Душишь черными шелками,
Распахнула соболя...
И сразу:
--
Милые, красивые женщины, вы, конечно, не знаете, кто это написал?
Заявляю без ложной скромности - эту вещь создал я. Она была опубликована в итальянской газете ''Пиэза сэра''. Позвольте представиться, известный поэт Григорий Перчиков.
А тут одна из них, брюнеточка поджарая и говорит:
--
Это стихотворение Александра Блока. Написано в 1906 году.
Хавл застыл, как неживой. Растерялся малый. Лицо жалкое, испуганное. Наверно первый раз в жизни у него такое случилось. Спрашивает не своим голосом:
--
Как так Александра Блока?
А она:
--
Мне ли это не знать, если я кандидатку по Блоку писала.

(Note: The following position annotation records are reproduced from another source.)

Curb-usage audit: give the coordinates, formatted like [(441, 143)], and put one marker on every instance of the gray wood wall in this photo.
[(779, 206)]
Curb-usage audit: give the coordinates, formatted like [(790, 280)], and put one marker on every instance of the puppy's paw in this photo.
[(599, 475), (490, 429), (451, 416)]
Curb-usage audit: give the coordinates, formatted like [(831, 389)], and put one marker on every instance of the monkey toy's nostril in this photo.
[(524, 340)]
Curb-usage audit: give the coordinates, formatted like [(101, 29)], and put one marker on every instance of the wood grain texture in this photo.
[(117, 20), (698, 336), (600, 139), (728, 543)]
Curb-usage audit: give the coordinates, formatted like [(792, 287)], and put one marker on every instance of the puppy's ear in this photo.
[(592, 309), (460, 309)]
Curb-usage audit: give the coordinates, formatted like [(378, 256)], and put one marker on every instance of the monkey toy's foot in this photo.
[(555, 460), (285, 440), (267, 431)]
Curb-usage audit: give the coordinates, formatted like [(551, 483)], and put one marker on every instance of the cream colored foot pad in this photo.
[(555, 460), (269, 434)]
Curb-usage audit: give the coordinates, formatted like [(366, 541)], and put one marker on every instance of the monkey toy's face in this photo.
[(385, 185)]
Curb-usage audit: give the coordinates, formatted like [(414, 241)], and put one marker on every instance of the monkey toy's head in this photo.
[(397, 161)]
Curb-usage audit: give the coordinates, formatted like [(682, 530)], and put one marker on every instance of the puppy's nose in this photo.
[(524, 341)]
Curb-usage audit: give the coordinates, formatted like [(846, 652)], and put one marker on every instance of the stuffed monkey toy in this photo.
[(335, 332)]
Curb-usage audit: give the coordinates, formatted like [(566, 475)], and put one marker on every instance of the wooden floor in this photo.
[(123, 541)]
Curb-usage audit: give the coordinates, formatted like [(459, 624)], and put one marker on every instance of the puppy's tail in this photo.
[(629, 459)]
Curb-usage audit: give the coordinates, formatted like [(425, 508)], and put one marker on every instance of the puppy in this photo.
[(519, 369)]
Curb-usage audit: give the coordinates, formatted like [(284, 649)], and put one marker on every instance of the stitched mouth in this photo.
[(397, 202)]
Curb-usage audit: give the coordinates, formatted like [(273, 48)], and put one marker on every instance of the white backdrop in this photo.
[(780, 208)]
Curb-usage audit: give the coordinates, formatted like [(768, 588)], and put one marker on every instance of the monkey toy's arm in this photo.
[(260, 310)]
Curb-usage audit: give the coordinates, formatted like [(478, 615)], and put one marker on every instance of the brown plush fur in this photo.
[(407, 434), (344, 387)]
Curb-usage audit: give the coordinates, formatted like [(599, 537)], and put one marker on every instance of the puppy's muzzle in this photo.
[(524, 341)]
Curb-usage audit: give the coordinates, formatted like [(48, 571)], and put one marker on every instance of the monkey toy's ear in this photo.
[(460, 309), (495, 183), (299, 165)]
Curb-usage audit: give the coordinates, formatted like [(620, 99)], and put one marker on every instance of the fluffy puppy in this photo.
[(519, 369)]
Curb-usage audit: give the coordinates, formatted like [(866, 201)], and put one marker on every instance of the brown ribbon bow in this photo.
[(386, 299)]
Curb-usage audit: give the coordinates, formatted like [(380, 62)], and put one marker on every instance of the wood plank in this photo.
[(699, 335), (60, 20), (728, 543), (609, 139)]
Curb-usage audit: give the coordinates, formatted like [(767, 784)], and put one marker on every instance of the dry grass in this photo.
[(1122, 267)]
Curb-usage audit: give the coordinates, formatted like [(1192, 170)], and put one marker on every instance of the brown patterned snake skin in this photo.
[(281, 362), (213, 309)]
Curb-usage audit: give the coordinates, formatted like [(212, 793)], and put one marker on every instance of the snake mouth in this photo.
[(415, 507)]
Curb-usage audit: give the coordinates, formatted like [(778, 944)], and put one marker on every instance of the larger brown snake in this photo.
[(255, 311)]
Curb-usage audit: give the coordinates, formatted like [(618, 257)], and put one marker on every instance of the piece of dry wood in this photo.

Гляжу, к ним Эдуард подходит. Перчиков взбодрился и представляет:
--
Владелец центральной книжной базы города Тель-Авива Эдуард Городецкий.
А вторая блондиночка, полненькая такая, хохотнула слегка и заявляет громко и весело:
--
Мужчины, кончайте врать, лучше пошли танцевать.
Ну, слиплись они попарно и началось то, что многие называют танцем, а я прилюдным сексом. Да и другие тоже легли друг на дружку и млеют. А я вот убежден, что сексом нужно заниматься в домашних условиях, накрепко закрыв дверь на ключ. Танец есть танец, а секс есть секс. В Киеве так многие считают.
Понял я, что здесь мне ничего не светит. ''От воды навара нет'' - дрыгоножеством я уже лет тридцать не занимался. Вижу, погорел основательно, как швед под Полтавой, оказался прост, как дрозд. Потерял пятьдесят шекелей ни за что, ни про что. Пора выметаться, думаю. Ноги моей в этой ''Ахаве'' больше не будет.
Только подняться хотел, крик и визг оглушительный. Клара в Эдуарда вцепилась и честит его почем зря:
--
Ты сюда работать пришел, а не блядей снимать!
Ну понятно, приревновала дамочка.
Эдуард и Хавл ее утихомирить пытаются. Партнерши их стоят рядом, одуревшие слегка.
А мне смотреть на это не с руки. Что, я скандалов не видал? Видал и похлеще.
Встал я и быстро, быстро вдоль стенки, шмыг и за дверь. Вдохнул свежий воздух полной грудью и, мать моя мамочка, на Людку наткнулся.
--
Что ты здесь делаешь? - удивленно спрашиваю
--
Да вот, уже полчаса в окно наблюдаю, как ты у сестрички двоюродной развлекаешься.
--
Людочка, - говорю, - ну кто не совершал ошибок на долгом жизненном пути
На этом самым решительным образом я прерываю свой рассказ, потому что всю жизнь я твердо следую принципу: ''Не выноси сор из избы''.